When plants initiate flowering, the vegetative shoot apical meristem (SAM) is transformed into an inflorescence meristem (IM) in response to environmental and endogenous flowering signals. The IM, in turn, generates a collection of undifferentiated cells called floral meristems (FMs) that give rise to various types of floral organs.

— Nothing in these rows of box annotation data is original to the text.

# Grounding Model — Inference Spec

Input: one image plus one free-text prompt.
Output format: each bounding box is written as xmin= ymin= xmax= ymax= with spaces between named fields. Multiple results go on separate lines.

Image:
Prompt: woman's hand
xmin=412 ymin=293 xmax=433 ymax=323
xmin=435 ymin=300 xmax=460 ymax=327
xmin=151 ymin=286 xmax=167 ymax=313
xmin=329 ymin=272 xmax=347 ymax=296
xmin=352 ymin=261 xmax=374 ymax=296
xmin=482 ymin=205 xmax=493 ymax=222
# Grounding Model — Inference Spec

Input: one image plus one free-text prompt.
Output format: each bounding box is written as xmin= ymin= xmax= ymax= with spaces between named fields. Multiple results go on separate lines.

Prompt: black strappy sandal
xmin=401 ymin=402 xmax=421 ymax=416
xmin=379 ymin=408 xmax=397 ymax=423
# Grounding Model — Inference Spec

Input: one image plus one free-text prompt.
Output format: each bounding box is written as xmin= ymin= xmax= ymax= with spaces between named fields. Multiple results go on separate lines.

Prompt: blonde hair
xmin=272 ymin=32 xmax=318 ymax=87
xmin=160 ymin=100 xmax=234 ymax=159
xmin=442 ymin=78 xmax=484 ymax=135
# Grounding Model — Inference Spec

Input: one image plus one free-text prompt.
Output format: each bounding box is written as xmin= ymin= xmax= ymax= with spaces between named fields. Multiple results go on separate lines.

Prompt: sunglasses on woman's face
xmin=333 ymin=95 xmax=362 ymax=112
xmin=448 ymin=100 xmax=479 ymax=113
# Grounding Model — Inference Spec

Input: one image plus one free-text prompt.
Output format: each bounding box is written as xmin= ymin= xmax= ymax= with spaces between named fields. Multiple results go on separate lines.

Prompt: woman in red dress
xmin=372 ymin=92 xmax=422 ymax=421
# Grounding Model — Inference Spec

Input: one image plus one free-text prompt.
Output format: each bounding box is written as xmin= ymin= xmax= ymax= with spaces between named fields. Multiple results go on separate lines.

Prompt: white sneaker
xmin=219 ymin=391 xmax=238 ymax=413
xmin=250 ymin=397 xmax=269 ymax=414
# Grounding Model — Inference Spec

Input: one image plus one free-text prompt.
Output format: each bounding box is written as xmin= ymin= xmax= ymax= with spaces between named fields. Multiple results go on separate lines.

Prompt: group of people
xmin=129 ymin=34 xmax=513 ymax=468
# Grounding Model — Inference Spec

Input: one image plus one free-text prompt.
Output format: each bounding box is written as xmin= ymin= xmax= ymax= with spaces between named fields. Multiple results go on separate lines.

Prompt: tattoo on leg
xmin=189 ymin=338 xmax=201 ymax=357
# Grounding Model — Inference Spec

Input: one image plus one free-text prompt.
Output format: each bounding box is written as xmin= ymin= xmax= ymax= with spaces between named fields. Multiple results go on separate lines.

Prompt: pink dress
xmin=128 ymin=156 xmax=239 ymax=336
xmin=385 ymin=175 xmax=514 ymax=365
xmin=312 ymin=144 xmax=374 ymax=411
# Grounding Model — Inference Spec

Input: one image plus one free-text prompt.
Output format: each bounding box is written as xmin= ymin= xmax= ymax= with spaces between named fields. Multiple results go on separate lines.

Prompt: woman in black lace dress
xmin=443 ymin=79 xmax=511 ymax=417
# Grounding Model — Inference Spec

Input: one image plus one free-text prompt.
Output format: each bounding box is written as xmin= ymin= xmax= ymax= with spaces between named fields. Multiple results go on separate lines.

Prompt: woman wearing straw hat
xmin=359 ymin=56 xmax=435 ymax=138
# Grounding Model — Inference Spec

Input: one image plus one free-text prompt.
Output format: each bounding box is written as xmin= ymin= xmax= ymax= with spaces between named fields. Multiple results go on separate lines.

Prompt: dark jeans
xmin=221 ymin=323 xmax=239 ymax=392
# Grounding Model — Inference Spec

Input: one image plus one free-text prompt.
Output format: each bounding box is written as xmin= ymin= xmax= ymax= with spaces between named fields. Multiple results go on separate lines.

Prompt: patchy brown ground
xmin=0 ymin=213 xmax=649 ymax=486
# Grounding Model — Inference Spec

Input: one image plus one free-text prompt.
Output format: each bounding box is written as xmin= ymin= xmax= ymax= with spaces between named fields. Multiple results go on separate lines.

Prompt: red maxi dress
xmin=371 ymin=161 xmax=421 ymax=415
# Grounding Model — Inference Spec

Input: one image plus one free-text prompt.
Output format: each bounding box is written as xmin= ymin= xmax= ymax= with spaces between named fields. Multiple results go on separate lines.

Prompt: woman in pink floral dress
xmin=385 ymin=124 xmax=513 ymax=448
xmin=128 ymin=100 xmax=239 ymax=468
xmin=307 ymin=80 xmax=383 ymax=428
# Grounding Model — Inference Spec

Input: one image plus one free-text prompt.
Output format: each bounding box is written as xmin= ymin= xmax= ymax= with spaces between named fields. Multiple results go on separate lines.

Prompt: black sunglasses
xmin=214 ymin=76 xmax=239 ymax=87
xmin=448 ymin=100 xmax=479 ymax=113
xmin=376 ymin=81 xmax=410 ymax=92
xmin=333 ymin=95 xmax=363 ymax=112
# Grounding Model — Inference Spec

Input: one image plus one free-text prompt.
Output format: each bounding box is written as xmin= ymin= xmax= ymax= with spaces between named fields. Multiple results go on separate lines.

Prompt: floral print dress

Several previous studies have revealed the involvement of flowering time genes in floral organ patterning, suggesting an intimate molecular link between two successive developmental events: flowering time control and early phases of flower development. AGAMOUS-LIKE 24 (AGL24) and SHORT VEGETATIVE PHASE (SVP) encoding MADS-box transcription factors are two flowering time genes acting downstream of several flowering pathways.1–3 When svp agl24 double mutant is cultured at 30°C, floral patterning is severely deregulated, resulting in floral homeotic transformation.4 Furthermore, another flowering time gene, SUPPRESSOR OF OVEREXPRESSION OF CONSTANS 1 (SOC1) that is a floral pathway integrator controlled by several flowering genetic pathways, also functions in regulating floral patterning.5 These observations raise the possibility that some other flowering time genes, especially those functioning as floral pathway integrators, may also play additional roles in flower development.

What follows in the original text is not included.